# [置顶] Scikit Learn: 在python中机器学习

2729人阅读 评论(0)

Warning

## 载入示例数据

In [1]: from sklearn import datasets
In [2]: iris = datasets.load_iris()

In [3]: iris.data.shape
Out[3]: (150, 4)

In [5]: iris.target.shape
Out[5]: (150,)

In [6]: import numpy as np

In [7]: np.unique(iris.target)
Out[7]: array([0, 1, 2])

#### 一个改变数据集大小的示例：数码数据集(digits datasets)

In [8]: digits = datasets.load_digits()

In [9]: digits.images.shape
Out[9]: (1797, 8, 8)

In [10]: import pylab as pl

In [11]: pl.imshow(digits.images[0], cmap=pl.cm.gray_r)
Out[11]: <matplotlib.image.AxesImage at 0x3285b90>

In [13]: pl.show()

In [12]: data = digits.images.reshape((digits.images.shape[0], -1))

### 学习和预测

In [14]: from sklearn import svm

In [15]: clf = svm.LinearSVC()

In [16]: clf.fit(iris.data, iris.target) # learn from the data
Out[16]:
LinearSVC(C=1.0, class_weight=None, dual=True, fit_intercept=True,
intercept_scaling=1, loss='l2', multi_class='ovr', penalty='l2',
tol=0.0001, verbose=0)

In [17]: clf.predict([[ 5.0,  3.6,  1.3,  0.25]])
Out[17]: array([0], dtype=int32)

In [18]: clf.coef_
Out[18]:
array([[ 0.18424352,  0.45122644, -0.8079467 , -0.45071302],
[ 0.05190619, -0.89423619,  0.40519245, -0.93781587],
[-0.85087844, -0.98667529,  1.38088883,  1.86538111]])

## 分类

### K最近邻(KNN)分类器

k最近邻2分类器内部使用基于球树(ball tree)3来代表它训练的样本。

KNN分类示例

In [19]: # Create and fit a nearest-neighbor classifier

In [20]: from sklearn import neighbors

In [21]: knn = neighbors.KNeighborsClassifier()

In [22]: knn.fit(iris.data, iris.target)
Out[22]:
KNeighborsClassifier(algorithm='auto', leaf_size=30, n_neighbors=5, p=2,
warn_on_equidistant=True, weights='uniform')

In [23]: knn.predict([[0.1, 0.2, 0.3, 0.4]])
Out[23]: array([0])

#### 训练集和测试集

In [24]: perm = np.random.permutation(iris.target.size)

In [25]: iris.data = iris.data[perm]

In [26]: iris.target = iris.target[perm]

In [27]: knn.fit(iris.data[:100], iris.target[:100])
Out[27]:
KNeighborsClassifier(algorithm='auto', leaf_size=30, n_neighbors=5, p=2,
warn_on_equidistant=True, weights='uniform')

In [28]: knn.score(iris.data[100:], iris.target[100:])
/usr/lib/python2.7/site-packages/sklearn/neighbors/classification.py:129: NeighborsWarning: kneighbors: neighbor k+1 and neighbor k have the same distance: results will be dependent on data order.
neigh_dist, neigh_ind = self.kneighbors(X)
Out[28]: 0.95999999999999996

Bonus的问题：为什么我们使用随机的排列？

### 分类支持向量机(SVMs)

#### 线性支持向量机

SVMs4尝试构建一个两个类别的最大间隔超平面。它选择输入的子集，调用支持向量即离分离的超平面最近的样本点。

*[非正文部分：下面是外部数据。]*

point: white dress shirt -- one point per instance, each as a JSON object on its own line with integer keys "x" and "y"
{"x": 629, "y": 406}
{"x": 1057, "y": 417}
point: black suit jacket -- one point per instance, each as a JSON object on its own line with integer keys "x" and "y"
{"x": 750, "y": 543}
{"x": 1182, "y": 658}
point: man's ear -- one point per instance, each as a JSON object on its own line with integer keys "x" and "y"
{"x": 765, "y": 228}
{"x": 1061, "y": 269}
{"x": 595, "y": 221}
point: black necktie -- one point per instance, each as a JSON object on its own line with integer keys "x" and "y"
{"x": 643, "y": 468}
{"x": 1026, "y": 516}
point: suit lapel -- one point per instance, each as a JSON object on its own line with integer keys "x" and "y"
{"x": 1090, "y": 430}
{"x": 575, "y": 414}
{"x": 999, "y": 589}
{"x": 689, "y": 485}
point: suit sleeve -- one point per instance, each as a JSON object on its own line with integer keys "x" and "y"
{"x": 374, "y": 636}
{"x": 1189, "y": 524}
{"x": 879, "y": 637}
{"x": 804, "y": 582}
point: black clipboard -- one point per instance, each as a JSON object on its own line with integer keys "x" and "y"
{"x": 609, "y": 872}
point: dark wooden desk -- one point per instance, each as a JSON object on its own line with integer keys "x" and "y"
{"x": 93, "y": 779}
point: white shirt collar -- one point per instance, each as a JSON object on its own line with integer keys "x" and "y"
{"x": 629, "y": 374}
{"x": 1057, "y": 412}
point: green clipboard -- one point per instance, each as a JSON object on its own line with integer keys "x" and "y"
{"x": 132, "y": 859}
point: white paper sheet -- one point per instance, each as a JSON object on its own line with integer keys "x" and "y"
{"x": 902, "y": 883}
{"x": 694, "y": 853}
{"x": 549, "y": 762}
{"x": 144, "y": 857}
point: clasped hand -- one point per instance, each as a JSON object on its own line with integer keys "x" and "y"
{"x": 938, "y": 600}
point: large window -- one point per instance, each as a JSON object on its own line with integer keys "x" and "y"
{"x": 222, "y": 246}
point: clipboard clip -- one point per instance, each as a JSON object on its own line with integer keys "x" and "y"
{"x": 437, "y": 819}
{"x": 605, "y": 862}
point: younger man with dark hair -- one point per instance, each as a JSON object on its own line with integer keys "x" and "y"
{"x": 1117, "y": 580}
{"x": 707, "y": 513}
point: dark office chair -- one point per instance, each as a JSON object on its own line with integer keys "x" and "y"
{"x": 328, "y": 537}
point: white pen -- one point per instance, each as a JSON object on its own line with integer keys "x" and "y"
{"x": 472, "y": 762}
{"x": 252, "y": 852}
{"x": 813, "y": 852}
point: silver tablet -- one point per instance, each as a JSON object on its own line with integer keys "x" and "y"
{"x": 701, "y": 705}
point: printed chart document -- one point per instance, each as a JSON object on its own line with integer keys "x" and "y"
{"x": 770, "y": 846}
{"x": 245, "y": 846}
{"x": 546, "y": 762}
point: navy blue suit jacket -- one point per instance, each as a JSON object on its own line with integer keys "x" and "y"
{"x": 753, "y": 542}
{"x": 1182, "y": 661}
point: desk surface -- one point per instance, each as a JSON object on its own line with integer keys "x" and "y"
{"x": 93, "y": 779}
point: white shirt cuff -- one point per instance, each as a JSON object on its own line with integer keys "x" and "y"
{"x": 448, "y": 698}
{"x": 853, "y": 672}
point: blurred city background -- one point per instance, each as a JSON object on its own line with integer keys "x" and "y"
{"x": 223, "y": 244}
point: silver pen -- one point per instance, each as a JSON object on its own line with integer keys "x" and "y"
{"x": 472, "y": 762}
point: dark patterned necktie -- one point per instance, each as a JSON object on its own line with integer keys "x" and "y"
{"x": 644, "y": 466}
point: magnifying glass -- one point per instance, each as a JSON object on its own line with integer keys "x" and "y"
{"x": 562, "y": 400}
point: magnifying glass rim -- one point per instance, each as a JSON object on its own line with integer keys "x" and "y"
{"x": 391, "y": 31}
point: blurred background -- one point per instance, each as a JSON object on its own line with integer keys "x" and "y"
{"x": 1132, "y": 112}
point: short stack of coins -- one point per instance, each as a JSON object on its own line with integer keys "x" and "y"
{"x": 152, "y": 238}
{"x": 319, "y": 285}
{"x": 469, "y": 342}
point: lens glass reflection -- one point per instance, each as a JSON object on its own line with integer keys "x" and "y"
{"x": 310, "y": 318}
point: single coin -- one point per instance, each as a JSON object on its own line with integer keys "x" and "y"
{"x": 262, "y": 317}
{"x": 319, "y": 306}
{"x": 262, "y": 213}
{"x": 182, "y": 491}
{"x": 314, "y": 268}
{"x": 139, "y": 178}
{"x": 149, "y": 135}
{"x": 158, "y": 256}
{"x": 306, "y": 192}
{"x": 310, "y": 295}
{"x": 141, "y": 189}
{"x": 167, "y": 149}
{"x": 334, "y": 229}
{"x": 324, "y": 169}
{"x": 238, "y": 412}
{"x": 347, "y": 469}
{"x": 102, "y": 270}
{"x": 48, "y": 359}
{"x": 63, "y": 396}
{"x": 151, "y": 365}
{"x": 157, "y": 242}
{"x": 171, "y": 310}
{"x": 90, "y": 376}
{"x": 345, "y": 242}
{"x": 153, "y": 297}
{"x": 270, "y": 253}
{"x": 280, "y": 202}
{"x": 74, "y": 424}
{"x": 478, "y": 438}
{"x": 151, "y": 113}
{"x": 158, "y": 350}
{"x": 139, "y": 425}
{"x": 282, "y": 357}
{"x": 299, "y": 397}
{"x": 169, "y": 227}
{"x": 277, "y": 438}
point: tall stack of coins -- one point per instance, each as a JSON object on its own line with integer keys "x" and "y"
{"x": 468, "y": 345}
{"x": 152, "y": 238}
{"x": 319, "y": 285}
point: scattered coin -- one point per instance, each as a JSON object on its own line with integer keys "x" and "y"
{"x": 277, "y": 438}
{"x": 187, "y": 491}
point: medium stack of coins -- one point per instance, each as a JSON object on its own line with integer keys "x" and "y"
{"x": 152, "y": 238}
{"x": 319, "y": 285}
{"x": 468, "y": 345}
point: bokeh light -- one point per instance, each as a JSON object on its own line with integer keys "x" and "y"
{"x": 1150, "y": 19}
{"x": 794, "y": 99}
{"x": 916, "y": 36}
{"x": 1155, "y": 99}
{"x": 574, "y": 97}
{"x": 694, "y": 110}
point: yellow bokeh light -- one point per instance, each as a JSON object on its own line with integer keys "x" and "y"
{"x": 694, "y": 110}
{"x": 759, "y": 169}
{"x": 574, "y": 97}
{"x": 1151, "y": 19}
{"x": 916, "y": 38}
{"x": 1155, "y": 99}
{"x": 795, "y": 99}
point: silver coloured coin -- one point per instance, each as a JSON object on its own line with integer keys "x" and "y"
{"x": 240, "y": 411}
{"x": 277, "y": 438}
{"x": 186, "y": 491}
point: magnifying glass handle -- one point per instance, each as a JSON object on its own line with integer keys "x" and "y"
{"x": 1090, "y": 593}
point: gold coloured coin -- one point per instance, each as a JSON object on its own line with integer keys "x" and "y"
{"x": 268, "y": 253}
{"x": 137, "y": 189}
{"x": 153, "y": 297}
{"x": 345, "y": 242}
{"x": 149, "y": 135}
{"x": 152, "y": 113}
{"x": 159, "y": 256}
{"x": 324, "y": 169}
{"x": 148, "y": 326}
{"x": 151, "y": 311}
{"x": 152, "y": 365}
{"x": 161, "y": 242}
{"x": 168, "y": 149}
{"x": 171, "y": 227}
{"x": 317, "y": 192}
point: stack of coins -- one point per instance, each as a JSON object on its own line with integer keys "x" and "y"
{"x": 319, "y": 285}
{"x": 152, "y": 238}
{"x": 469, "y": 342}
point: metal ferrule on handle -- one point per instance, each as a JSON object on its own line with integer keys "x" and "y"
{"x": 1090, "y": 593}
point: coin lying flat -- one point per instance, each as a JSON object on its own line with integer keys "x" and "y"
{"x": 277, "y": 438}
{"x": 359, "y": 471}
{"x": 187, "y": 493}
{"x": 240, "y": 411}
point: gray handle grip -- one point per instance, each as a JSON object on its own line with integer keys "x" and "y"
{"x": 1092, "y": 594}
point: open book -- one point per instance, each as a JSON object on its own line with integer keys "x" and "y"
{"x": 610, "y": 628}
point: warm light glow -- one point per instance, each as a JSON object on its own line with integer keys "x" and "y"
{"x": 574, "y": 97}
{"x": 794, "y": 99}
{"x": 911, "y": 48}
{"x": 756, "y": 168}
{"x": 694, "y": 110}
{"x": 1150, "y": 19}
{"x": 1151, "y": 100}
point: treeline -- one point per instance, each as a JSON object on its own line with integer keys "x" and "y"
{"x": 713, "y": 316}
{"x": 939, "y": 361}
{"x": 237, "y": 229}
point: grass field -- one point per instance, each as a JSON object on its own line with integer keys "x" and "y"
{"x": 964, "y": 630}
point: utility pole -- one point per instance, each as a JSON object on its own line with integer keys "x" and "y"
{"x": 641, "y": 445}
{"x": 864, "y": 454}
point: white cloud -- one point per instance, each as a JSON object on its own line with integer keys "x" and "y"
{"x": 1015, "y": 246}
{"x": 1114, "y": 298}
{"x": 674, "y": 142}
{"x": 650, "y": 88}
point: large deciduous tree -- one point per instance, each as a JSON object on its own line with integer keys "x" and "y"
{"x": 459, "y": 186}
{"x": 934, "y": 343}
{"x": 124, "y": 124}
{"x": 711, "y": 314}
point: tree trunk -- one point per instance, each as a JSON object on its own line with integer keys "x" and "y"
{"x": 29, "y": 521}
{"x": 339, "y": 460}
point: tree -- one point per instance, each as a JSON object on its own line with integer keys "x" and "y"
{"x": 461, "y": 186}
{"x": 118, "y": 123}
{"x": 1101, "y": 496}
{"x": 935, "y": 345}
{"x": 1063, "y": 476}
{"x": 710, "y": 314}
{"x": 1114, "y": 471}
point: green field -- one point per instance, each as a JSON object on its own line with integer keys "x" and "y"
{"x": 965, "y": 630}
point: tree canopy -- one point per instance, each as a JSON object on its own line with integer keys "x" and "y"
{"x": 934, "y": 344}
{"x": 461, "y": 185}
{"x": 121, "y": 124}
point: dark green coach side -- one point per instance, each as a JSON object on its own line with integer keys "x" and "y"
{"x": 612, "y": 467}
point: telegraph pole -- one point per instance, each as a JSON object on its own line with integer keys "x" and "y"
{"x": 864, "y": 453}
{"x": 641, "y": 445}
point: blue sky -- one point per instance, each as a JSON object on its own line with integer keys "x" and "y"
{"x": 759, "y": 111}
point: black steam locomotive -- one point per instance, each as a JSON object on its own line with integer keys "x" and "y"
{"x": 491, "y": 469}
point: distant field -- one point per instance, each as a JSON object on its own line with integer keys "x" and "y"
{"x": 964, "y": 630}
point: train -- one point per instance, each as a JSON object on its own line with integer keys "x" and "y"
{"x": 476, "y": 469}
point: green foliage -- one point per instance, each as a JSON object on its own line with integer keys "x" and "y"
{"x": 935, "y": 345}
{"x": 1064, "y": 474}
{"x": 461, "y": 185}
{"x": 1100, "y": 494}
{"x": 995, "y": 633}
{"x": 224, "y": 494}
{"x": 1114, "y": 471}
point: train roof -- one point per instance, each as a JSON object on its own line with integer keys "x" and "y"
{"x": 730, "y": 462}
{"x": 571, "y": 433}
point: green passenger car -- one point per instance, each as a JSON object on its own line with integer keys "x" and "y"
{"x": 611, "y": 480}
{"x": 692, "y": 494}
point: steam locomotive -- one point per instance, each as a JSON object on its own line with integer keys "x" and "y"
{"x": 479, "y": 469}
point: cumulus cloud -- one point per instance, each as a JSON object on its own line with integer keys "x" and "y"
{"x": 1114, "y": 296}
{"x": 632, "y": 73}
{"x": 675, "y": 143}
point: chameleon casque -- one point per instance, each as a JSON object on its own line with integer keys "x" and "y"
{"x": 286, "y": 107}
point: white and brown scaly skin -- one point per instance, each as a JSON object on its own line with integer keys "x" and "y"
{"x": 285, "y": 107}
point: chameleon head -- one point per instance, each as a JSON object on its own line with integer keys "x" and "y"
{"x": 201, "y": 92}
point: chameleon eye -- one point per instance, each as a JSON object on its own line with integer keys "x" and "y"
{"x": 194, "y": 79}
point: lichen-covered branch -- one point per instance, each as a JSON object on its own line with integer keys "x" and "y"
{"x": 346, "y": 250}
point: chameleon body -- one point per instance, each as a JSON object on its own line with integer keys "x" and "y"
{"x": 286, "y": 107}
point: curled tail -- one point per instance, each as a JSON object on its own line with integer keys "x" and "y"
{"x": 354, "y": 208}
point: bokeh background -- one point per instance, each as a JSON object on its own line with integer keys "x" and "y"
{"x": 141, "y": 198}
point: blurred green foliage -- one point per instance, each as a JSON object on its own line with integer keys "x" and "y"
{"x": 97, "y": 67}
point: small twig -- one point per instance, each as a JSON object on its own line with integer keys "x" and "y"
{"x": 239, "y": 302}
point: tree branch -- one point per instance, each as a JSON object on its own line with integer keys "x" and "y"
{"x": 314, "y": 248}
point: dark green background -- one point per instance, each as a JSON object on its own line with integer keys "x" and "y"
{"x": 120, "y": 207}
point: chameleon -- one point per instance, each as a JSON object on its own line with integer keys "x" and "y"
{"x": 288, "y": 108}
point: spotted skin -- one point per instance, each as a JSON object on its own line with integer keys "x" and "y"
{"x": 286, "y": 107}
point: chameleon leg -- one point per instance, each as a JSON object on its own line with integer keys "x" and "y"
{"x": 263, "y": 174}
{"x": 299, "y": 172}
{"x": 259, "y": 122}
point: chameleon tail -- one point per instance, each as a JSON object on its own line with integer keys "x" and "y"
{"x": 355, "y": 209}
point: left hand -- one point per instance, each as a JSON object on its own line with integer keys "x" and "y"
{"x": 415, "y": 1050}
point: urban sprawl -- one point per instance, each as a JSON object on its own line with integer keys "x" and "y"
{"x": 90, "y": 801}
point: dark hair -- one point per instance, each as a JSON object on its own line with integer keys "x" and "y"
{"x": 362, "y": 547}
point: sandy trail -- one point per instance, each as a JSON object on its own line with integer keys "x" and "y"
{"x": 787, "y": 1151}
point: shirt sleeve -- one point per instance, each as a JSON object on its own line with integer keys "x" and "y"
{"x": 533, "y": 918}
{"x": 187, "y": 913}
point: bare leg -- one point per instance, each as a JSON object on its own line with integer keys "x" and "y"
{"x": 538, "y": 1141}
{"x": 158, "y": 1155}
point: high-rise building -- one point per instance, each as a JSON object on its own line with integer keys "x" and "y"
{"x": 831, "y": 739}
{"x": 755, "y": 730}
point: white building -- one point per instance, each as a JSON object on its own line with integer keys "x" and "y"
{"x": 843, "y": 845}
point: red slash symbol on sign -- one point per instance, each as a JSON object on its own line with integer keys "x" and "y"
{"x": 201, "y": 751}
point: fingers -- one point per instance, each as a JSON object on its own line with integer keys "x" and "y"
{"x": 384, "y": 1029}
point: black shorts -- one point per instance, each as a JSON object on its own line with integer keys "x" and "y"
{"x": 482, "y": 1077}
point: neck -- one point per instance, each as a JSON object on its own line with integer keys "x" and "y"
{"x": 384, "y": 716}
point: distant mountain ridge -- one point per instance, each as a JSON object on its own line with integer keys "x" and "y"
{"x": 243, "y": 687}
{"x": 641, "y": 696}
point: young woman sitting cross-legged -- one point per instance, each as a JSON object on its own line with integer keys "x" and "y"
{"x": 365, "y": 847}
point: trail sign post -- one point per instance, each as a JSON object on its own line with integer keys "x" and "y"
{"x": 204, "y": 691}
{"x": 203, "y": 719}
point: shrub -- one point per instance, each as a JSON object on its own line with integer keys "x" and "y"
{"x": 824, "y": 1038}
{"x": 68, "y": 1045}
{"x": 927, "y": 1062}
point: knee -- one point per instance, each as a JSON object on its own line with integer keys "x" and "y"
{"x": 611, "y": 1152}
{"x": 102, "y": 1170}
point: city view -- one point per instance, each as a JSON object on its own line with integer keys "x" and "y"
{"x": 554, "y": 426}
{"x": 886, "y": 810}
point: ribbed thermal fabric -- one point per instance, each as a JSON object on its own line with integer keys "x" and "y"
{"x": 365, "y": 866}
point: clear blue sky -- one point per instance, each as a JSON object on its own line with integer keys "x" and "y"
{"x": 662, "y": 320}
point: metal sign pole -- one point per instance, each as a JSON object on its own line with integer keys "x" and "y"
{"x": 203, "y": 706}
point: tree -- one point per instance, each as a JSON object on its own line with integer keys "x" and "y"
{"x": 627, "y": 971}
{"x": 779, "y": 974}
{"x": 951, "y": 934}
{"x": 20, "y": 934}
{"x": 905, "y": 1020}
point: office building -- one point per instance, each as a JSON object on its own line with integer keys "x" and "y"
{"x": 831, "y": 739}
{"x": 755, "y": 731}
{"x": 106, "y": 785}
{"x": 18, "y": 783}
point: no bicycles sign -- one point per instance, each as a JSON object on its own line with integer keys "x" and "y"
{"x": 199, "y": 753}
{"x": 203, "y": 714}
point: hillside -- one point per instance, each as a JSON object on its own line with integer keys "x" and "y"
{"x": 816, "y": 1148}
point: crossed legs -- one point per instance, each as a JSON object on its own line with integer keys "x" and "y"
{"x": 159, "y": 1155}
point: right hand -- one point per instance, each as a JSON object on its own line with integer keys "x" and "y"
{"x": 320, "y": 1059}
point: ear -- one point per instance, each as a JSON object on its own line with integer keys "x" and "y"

In [60]: from sklearn import svm

In [61]: svc = svm.SVC(kernel='linear')

In [62]: svc.fit(iris.data, iris.target)
Out[62]:
SVC(C=1.0, cache_size=200, class_weight=None, coef0=0.0, degree=3, gamma=0.0,
kernel='linear', probability=False, shrinking=True, tol=0.001,
verbose=False)

scikit-learn中有好几种支持向量机实现。最普遍使用的是svm.SVC，svm.NuSVC和svm.LinearSVC;“SVC”代表支持向量分类器(Support Vector Classifier)(也存在回归SVMs，在scikit-learn中叫作“SVR”)。

#### 使用核

• 线性核

svc = svm.SVC(kernel=’linear’)

• 多项式核

svc = svm.SVC(kernel=’poly’, … degree=3) # degree: polynomial degree

• RBF核(径向基函数)5

svc = svm.SVC(kernel=’rbf’) # gamma: inverse of size of # radial kernel

## 聚类：将观测值聚合

### k均值聚类

(一个替代的k均值算法实现在scipy中的cluster包中。这个scikit-learn实现与之不同，通过提供对象API和几个额外的特性，包括智能初始化。)

In [82]: from sklearn import cluster, datasets

In [84]: k_means = cluster.KMeans(k=3)

In [85]: k_means.fit(iris.data)
Out[85]:
KMeans(copy_x=True, init='k-means++', k=3, max_iter=300, n_init=10, n_jobs=1,
precompute_distances=True,
random_state=<mtrand.RandomState object at 0x7f4d860642d0>, tol=0.0001,
verbose=0)

In [86]: print k_means.labels_[::10]
[1 1 1 1 1 2 2 2 2 2 0 0 0 0 0]

In [87]: print iris.target[::10]
[0 0 0 0 0 1 1 1 1 1 2 2 2 2 2]

#### 应用到图像压缩

In [95]: from scipy import misc

In [96]: lena = misc.lena().astype(np.float32)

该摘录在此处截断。